Repeat until convergence {

\begin{split}\begin{align} \theta_0 &:= \theta_0 - \alpha \frac{1}{m} \sum^{m}_{i=1}(h_\theta(x^i) - y^i) x_0^i &&\text{(Don't penalize the intercept \theta_0)} \nonumber \\ \theta_j &:= \theta_j - \alpha \Bigg[ \bigg( \frac{1}{m} \sum^{m}_{i=1}\Big(h_\theta(x^i) - y^i\Big) x_j^i \bigg) + \frac{\lambda}{m}\theta_j \Bigg] && j \in {1,2,...,n} \end{align}\end{split}

}

$$\frac{\lambda}{m}$$ is a regularization performer.

The above can be represented as:

$\theta_j := \theta_j(1 - \alpha\frac{\lambda}{m}) - \alpha\frac{1}{m} \sum^{m}_{i=1}(h_\theta(x^i) - y^i) x_j^i$

$$1 - \alpha\frac{\lambda}{m}$$ is always less than 1. Thus, regularized.

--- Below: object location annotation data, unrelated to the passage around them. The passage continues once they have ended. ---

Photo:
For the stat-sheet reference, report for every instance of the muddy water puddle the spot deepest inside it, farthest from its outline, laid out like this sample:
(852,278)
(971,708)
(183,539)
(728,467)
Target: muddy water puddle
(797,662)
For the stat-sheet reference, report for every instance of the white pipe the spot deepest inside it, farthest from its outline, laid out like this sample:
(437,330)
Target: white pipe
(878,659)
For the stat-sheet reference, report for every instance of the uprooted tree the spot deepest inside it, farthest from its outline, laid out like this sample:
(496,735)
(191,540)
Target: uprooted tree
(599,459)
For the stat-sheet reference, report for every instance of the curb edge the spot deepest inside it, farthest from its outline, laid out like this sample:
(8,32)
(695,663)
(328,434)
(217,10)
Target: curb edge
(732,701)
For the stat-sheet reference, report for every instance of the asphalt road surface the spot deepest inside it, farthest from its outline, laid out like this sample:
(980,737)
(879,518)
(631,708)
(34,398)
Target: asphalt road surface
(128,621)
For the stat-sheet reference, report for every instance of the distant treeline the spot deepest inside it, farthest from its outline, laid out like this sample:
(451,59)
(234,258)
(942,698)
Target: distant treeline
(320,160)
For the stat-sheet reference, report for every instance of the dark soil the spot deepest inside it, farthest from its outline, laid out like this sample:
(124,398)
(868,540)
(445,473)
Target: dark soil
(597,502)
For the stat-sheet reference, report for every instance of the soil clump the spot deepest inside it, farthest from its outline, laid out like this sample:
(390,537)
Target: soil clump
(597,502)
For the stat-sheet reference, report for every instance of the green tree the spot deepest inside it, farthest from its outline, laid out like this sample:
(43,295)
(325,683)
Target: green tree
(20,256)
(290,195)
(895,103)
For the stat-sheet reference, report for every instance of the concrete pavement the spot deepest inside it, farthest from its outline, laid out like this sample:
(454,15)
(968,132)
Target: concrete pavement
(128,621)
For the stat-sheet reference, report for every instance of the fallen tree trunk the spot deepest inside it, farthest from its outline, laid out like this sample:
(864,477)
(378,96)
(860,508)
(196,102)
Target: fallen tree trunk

### Regularization - Normal Equation¶

\begin{split}\begin{align} X &= \begin{bmatrix} (x^1)^T \\ \vdots\\ (x^m)^T \end{bmatrix}, & \text{size is (m)\times(n+1)} \end{align}\end{split}
\begin{split}\begin{align} \vec{y} &= \begin{bmatrix} y^1 \\ \vdots\\ y^m \end{bmatrix}, & \text{size is (m)\times(1)} \end{align}\end{split}
$\theta = (X^TX + \lambda L)^{-1}X^T y$

where L is a pseudo-diagonal matrix of

\begin{split}\begin{align} L &= \begin{bmatrix} 0 & 0 & 0 & \dots & 0 \\ 0 & 1 & 0 & \dots & 0 \\ 0 & 0 & 1 & \dots & 0 \\ \hdotsfor{5}\\ 0 & 0 & 0 & \dots & 1 \end{bmatrix}, & \text{size is (n+1)\times(n+1)} \end{align}\end{split}

If $$m \leq n$$, then $$X^TX$$ is non-invertable and so is $$(X^TX + \lambda L)$$.